The fate of cash-strapped Greece, which has become front-page news as its new anti-austerity government looks to get bailout concessions from its eurozone creditors, could become clearer today when eurozone finance chiefs break from an emergency meeting on the Greek debt crisis in Brussels.
Markets have been held hostage recently to uncertainty tied to developments related to the high-stakes — and difficult — negotiations between Greece’s new prime minister, Alexis Tsipras, and the so-called “troika,” or the International Monetary Fund, the European Central Bank and the European Commission.
Stocks have risen on days when negotiations for a new aid package for Greece showed signs of progress; stocks have fallen on days when it looked like the two sides, which are far apart, can’t get together to hatch a deal. Greece, which has received 240 billion euros in bailout money, is running out of cash.
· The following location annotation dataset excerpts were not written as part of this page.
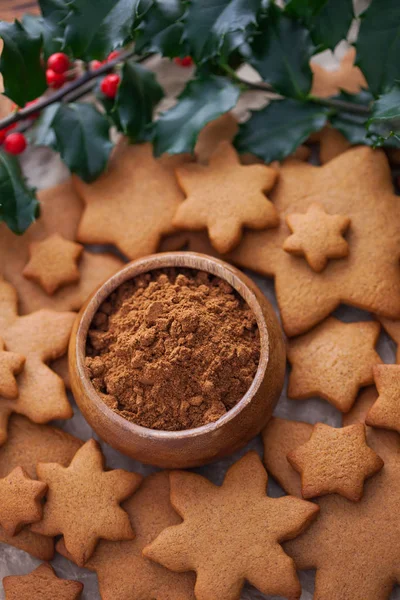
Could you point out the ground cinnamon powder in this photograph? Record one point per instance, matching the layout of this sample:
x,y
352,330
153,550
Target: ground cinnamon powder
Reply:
x,y
173,349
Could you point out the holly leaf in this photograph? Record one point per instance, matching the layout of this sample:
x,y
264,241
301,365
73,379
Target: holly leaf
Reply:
x,y
18,204
94,29
20,64
378,45
218,28
161,29
203,100
54,13
281,54
82,135
328,20
42,133
138,94
274,132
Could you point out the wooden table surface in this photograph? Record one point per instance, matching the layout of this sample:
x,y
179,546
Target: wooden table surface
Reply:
x,y
11,9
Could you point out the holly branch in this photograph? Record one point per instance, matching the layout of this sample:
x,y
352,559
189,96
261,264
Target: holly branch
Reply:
x,y
104,46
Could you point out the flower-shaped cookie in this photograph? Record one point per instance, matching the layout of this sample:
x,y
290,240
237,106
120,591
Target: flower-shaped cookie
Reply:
x,y
232,533
335,461
317,235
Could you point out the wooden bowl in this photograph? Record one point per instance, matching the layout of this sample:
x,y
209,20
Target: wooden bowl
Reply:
x,y
191,447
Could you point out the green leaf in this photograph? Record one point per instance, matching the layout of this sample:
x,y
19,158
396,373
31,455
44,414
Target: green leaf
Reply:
x,y
275,131
378,45
94,29
54,14
328,20
20,64
42,133
18,204
281,54
162,28
82,134
138,94
217,28
203,100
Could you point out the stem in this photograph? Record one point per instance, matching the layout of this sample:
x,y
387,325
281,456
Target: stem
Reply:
x,y
88,76
358,109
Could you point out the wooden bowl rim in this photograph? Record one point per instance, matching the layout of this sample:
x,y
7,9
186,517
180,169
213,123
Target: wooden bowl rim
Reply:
x,y
152,262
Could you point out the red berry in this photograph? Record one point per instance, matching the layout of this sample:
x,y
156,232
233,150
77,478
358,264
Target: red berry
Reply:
x,y
55,80
15,143
109,85
114,54
96,64
186,61
58,62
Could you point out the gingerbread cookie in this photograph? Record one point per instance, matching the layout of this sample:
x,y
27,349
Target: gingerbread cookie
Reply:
x,y
92,510
232,533
27,444
333,361
132,205
40,337
346,77
385,412
11,364
53,263
41,583
317,235
367,532
357,184
122,571
20,498
224,197
335,461
94,268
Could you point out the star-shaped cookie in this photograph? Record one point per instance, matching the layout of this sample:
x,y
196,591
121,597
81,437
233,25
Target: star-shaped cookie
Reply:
x,y
224,197
335,461
41,583
386,410
92,510
60,211
347,77
354,546
317,235
53,263
333,361
41,336
28,444
132,205
358,184
232,533
11,364
20,498
122,571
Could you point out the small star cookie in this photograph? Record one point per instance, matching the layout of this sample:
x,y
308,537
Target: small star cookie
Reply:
x,y
385,412
224,197
41,583
11,364
41,337
347,77
317,235
335,461
132,205
92,510
232,533
53,263
20,501
333,361
122,570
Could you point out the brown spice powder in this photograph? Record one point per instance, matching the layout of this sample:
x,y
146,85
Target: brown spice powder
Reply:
x,y
173,349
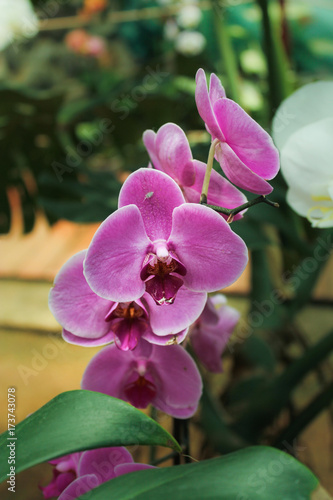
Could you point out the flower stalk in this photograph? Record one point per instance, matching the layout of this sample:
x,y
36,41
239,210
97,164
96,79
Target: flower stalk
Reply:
x,y
205,186
231,212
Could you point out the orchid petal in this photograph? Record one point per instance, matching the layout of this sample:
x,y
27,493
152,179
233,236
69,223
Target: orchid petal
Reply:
x,y
165,340
181,385
186,308
204,105
114,259
80,486
213,254
238,173
148,139
220,192
122,469
102,462
74,305
216,90
175,154
251,143
107,371
88,342
156,195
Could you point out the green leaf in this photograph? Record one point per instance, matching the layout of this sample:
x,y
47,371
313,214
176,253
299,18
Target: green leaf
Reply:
x,y
80,420
257,472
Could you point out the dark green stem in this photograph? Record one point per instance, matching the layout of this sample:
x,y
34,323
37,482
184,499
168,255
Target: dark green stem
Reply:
x,y
159,461
297,425
231,212
181,435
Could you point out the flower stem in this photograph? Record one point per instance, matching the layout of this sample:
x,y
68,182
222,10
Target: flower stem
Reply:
x,y
203,197
231,212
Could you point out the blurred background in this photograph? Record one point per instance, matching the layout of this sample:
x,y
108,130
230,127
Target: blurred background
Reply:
x,y
80,81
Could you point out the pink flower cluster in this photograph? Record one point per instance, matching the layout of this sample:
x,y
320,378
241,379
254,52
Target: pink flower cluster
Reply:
x,y
77,473
142,284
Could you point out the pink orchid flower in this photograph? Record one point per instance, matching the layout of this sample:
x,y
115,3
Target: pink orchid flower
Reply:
x,y
211,332
246,152
90,320
156,243
166,377
170,152
78,473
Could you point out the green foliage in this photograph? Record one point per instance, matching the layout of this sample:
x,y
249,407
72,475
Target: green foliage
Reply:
x,y
261,473
80,420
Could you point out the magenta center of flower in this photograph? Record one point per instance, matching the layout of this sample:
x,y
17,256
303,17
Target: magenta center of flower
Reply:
x,y
141,392
128,321
159,271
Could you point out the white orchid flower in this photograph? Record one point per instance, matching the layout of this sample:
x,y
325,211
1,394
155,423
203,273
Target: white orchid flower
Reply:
x,y
303,132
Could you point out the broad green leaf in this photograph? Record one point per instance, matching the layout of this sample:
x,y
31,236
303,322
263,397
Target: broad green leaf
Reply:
x,y
259,473
80,420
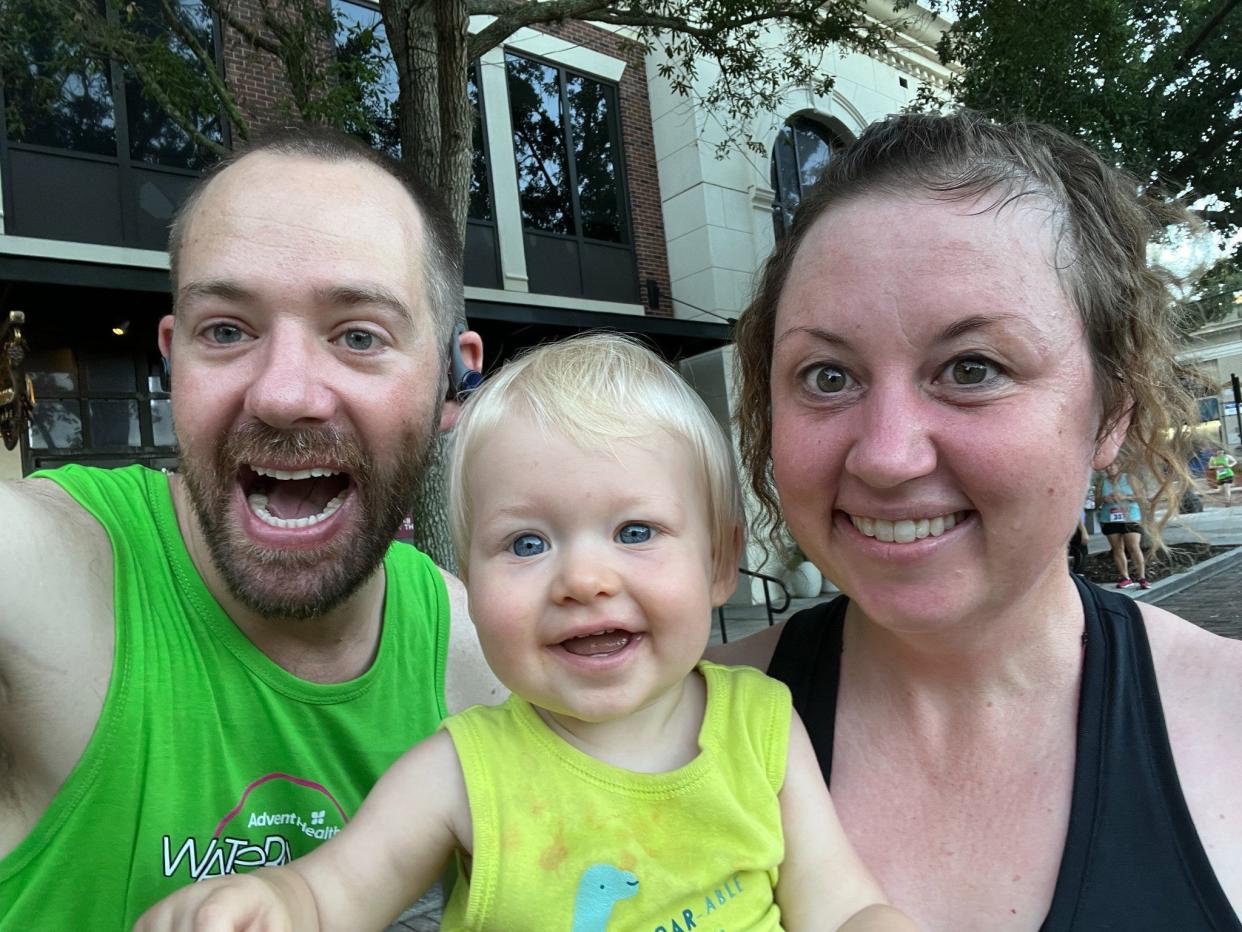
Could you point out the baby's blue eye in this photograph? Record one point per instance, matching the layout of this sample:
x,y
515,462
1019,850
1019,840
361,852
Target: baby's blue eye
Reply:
x,y
528,546
634,533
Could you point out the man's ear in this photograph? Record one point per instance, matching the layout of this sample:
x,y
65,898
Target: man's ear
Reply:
x,y
725,568
165,336
470,346
1109,443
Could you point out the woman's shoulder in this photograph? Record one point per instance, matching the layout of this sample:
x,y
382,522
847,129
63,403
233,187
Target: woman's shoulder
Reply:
x,y
1200,679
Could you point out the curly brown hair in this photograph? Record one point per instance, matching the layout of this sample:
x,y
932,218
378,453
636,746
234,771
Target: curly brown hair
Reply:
x,y
1103,226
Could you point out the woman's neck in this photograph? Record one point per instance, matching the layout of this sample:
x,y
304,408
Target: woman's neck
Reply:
x,y
1030,646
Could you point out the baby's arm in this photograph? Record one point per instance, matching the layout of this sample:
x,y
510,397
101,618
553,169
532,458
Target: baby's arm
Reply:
x,y
822,884
380,863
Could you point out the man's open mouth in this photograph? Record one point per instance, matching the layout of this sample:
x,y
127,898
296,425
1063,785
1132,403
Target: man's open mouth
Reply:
x,y
605,641
290,498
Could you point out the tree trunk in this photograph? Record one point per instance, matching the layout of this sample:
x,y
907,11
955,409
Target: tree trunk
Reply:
x,y
429,42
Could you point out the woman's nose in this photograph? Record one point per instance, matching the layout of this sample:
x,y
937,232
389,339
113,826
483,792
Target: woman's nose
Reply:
x,y
893,438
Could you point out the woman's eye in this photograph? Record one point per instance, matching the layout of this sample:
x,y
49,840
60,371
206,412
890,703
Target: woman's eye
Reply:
x,y
226,333
970,372
826,379
360,341
634,533
528,546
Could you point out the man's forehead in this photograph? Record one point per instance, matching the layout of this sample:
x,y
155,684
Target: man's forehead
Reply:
x,y
304,218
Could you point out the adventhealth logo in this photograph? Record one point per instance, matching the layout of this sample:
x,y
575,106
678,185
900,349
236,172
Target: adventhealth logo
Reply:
x,y
257,831
262,820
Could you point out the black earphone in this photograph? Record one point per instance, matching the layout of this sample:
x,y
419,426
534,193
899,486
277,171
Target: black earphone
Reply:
x,y
462,380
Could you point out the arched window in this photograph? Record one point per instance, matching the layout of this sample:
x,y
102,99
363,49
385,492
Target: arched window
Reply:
x,y
799,157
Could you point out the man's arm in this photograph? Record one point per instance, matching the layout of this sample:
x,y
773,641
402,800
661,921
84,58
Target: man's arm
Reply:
x,y
56,641
468,680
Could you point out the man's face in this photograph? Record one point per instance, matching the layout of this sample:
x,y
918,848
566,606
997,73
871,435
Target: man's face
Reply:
x,y
307,375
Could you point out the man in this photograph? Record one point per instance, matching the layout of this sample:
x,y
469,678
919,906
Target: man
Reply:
x,y
205,672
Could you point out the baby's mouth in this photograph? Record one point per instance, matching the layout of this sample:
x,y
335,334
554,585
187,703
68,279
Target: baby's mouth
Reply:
x,y
291,498
604,641
909,529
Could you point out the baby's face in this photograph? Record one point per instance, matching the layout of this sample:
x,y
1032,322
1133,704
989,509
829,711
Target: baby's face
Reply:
x,y
591,577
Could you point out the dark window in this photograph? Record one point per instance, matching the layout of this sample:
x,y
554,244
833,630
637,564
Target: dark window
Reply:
x,y
570,189
154,136
57,100
570,183
88,155
537,108
480,183
802,150
98,403
368,72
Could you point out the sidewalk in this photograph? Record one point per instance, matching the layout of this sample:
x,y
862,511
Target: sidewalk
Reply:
x,y
1209,594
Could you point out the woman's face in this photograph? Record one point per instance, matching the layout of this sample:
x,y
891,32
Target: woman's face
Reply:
x,y
933,408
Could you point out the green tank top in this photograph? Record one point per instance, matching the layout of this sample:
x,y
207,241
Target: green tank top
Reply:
x,y
209,758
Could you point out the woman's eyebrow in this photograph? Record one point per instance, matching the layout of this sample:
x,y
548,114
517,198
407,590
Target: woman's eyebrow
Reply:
x,y
816,332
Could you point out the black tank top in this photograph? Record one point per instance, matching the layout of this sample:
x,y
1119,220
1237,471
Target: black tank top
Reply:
x,y
1133,859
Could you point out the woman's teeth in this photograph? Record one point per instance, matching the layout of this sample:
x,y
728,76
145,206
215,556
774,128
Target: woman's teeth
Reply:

In today’s trading, the Dow Jones industrial average is in wait-and-see mode, down just 30 points to 17,839. Put simply, Greece thinks the austerity requirements tied to its bailout are too onerous, and it wants concessions from the troika. And creditors want the money they lent to Greece paid back. At stake is Greece’s future in the eurozone and a possible default. Both of those potential outcomes would roil markets and likely exacerbate the eurozone’s current economic woes. Tuesday, markets cheered rumors that creditors would give Greece a six-month debt extension. But it is unclear if that deal — or any deal — is on the table.